What people forget is that GTD is actually a method for productivity, not something that can be encompassed in a particular app. People use GTD as short-hand for productivity apps that fit their bill of what they need to do. They forget that, at its core, David Allen's original Getting Things Done idea was that you capture anything that has your attention, find what you need to do with it, organize information, and make the best choices about what to do at a given moment. All good, practical ways to keep your brain clear and focused on your work instead of being constantly distracted, but not something that precisely one app can encompass.
Instead, how about tools that let you get what you need to do, done, without having to remember to come back and finish stuff up? That can be very, very valuable to keeping you productive and sane, without leaving dozens of tasks half-completed every day.
And that's what the best new apps do these days. Take the iPhone email app Triage, for example. It lets you check your mail — one message at a time — and quickly either archive/delete the email or save it as unread in your inbox to read/reply to later from your computer. It's an actionable app, one designed with a specific workflow to make you productive and get what you're doing, done.
The best example of this, though, is the new Mac app Minbox. It's designed to make sending large files faster, with a specific workflow. You drag the file(s) you want to send to your menubar, enter the recipient's email address and a brief message, and hit send. Done. No more waiting for Dropbox to sync files, or for a file to upload to your FTP server, and then remembering to email your colleague about the file. Nope. Now, you just think of the file you need to send, and send it.
I mentioned to the developers that the app was GTD in a way since it let you get the task of sending a file out of your mind by letting you fully complete a task that used to take hours in seconds. And maybe I'm stretching the term here, but I think it's apt.
It's another reason why I've fallen in love with Evernote again: the menubar app and the web clipper make it take almost zero thought to archive stuff I find to Evernote and build up my own info database. It's the same with Sparrow: I can't replace it because every other Mac email app I try takes more steps to accomplish the same tasks, and that's frustrating. It's why Google Now has already won fans, because it takes steps out of, say, finding directions to get home.

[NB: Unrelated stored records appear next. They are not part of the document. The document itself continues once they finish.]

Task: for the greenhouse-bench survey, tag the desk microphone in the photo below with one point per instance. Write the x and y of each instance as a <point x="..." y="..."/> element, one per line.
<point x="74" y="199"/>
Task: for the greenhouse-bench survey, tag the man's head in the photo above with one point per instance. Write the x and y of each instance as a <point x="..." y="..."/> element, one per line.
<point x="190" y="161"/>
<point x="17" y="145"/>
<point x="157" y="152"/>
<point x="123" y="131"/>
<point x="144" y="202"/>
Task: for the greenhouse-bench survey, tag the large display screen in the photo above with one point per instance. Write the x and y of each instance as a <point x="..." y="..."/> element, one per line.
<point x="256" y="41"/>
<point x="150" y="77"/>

Preview is my favorite image editor for quick crops and resizes because it doesn't do tons more than that, and is dead simple for it (especially with customized keyboard shortcuts). And iA Writer's lack of settings — and perfect default settings, for my tastes at least — combined with a single shortcut to copy HTML from my Markdown writing for my AppStorm articles make it a writing app that fits like a glove. None of these may be GTD apps, per se, but they sure help me get things done by making decisions for me and taking steps out of my work.

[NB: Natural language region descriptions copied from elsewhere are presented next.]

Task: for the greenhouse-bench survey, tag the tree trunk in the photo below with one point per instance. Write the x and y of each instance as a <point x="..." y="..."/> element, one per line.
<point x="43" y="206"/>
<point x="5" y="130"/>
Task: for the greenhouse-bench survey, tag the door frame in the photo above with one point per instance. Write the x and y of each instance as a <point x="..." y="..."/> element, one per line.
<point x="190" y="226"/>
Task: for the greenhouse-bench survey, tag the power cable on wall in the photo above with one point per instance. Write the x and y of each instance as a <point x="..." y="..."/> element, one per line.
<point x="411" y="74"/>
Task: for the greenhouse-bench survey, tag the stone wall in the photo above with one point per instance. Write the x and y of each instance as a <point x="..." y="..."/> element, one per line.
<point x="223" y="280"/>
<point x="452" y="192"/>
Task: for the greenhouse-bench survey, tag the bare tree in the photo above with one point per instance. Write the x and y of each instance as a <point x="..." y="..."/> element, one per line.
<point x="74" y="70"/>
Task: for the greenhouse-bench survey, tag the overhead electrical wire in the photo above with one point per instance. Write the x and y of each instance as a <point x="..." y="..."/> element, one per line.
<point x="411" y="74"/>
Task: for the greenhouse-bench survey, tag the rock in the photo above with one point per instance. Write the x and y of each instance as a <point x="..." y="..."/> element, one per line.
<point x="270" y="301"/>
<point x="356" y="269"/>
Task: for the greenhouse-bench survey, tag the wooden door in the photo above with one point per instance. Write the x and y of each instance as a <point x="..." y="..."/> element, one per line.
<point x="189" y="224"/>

I want to see more apps that let me accomplish what I'm setting out to do without having extra steps, especially those that will have to be done at a later time. Reduce steps, especially theses that require us to remember to complete them when we're likely to forget. Make apps like that, ones that actually save people time and give them less they have to remember to complete a task, and you're just about guaranteed to have a market for your products.
They'll be choosy apps, apps that decide for the user what's best, but I think that's the best. And the market for simpler apps sure seems to be validation of that.